Introduction to Particle Methods in LS-DYNA®


Stu­dents should:

  • be fa­mil­iar with LS-Pre­Post®,
  • un­der­stand the ba­sic LS-DY­NA key­words,
  • and be able to run LS-DY­NA sim­u­la­tions.


This class cov­ers the three par­ti­cle meth­ods avail­able in LS-DY­NA: peri­dy­nam­ics, smoothed par­ti­cle Galerkin (SPG) and smoothed par­ti­cle hy­dro­dy­nam­ics (SPH). With these meth­ods the an­a­lyst can nat­u­ral­ly mod­el sit­u­a­tions lead­ing to dis­con­ti­nu­ities at short­er scales, crack for­ma­tion, and frag­men­ta­tion, for in­stance, with­out hav­ing to al­to­geth­er aban­don con­tin­u­um me­chan­ics for atom­istics.
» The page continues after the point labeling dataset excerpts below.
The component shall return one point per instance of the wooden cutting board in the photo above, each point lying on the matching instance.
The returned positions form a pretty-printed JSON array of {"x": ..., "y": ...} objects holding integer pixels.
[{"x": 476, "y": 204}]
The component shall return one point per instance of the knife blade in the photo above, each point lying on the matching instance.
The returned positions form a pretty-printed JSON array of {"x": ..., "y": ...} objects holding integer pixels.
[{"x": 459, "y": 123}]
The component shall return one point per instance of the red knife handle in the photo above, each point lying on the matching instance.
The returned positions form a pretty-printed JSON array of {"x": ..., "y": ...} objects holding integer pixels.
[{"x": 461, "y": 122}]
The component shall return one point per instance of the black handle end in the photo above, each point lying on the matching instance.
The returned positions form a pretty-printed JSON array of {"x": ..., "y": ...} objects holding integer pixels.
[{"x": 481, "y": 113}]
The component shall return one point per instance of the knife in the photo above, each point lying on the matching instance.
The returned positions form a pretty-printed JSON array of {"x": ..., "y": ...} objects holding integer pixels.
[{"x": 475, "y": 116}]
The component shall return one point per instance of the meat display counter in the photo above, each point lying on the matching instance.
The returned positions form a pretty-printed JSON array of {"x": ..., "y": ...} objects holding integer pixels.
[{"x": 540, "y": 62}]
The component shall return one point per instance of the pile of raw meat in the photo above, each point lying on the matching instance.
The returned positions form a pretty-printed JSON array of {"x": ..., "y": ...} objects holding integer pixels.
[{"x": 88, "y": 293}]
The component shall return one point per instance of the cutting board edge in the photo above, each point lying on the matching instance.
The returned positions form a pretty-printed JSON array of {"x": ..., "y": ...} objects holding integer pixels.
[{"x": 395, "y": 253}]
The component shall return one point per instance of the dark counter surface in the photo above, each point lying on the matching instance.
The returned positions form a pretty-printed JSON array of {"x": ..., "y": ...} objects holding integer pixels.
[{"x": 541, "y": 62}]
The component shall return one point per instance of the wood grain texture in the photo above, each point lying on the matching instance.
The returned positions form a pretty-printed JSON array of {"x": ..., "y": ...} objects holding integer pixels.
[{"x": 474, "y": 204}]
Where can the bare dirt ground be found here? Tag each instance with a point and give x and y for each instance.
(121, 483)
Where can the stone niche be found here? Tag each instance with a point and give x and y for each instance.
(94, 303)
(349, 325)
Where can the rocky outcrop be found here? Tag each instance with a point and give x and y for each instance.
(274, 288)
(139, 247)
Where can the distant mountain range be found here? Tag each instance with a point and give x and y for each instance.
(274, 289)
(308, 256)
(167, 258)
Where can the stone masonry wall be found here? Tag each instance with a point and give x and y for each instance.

In ad­di­tion to cov­er­ing how to set-up LS-DY­NA sim­u­la­tions us­ing these meth­ods, this class will pro­vide the the­o­ret­i­cal back­ground of these meth­ods, a de­tailed de­scrip­tion of how these meth­ods are im­ple­ment­ed, and the nu­mer­i­cal ad­van­tages /­ dis­ad­van­tages of these meth­ods. This class in­cludes hands-on tu­to­ri­als.
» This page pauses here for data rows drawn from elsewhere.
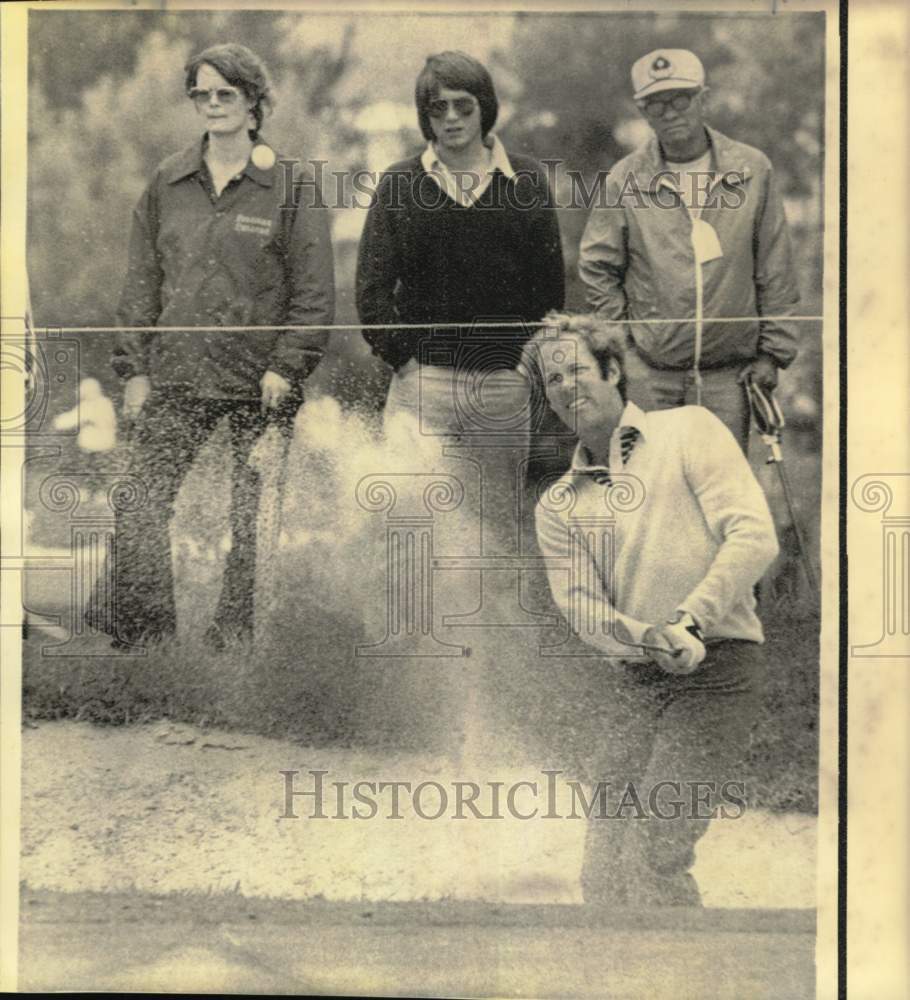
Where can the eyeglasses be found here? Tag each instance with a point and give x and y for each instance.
(657, 109)
(463, 106)
(225, 96)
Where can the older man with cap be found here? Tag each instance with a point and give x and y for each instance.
(690, 244)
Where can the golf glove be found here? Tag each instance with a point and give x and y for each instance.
(683, 641)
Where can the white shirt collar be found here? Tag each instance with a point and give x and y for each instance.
(632, 416)
(499, 158)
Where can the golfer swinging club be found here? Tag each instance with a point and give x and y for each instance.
(685, 647)
(216, 240)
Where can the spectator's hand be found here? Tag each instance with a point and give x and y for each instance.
(275, 388)
(763, 371)
(135, 393)
(685, 651)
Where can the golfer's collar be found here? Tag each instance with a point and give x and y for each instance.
(632, 416)
(499, 158)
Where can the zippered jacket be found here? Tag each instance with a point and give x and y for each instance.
(257, 255)
(638, 260)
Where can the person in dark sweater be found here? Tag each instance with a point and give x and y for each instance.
(462, 233)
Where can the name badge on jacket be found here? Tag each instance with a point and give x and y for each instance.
(705, 242)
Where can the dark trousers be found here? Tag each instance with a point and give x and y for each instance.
(689, 733)
(168, 434)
  • Peri­dy­nam­ics. LS-DY­NA peri­dy­nam­ics is in­tend­ed for brit­tle frac­ture analy­sis in three di­men­sion­al solids. This method us­es a dis­con­tin­u­ous Galerkin fi­nite el­e­ment frame­work. It is most­ly used for frac­ture analy­sis of car wind­shields, win­dow glass and com­pos­ite ma­te­ri­als.
  • SPG. The SPG method is de­vel­oped for se­mi-brit­tle and duc­tile fail­ure analy­ses in three di­men­sion­al sol­id struc­tures. A bond-based fail­ure mech­a­nism mod­els ma­te­r­i­al fail­ure in var­i­ous man­u­fac­tur­ing and im­pact pen­e­tra­tion process­es, such as met­al fric­tion drilling, met­al ma­chin­ing, and high ve­loc­i­ty im­pact on con­crete and met­al tar­gets.
  • SPH. SPH is a La­grangian par­ti­cle method for mod­el­ing flu­id flows and sol­id bod­ies. For ex­treme­ly large de­for­ma­tion analy­sis, it can avoid the mesh dis­tor­tion is­sue of con­ven­tion­al FEM. It is suit­able for mod­el­ing com­plex free sur­face and ma­te­r­i­al in­ter­face be­hav­ior, such frag­men­ta­tion. SPH has been ap­plied ex­ten­sive­ly to in­com­press­ible flows, heat con­duc­tion and high ex­plo­sive prob­lems.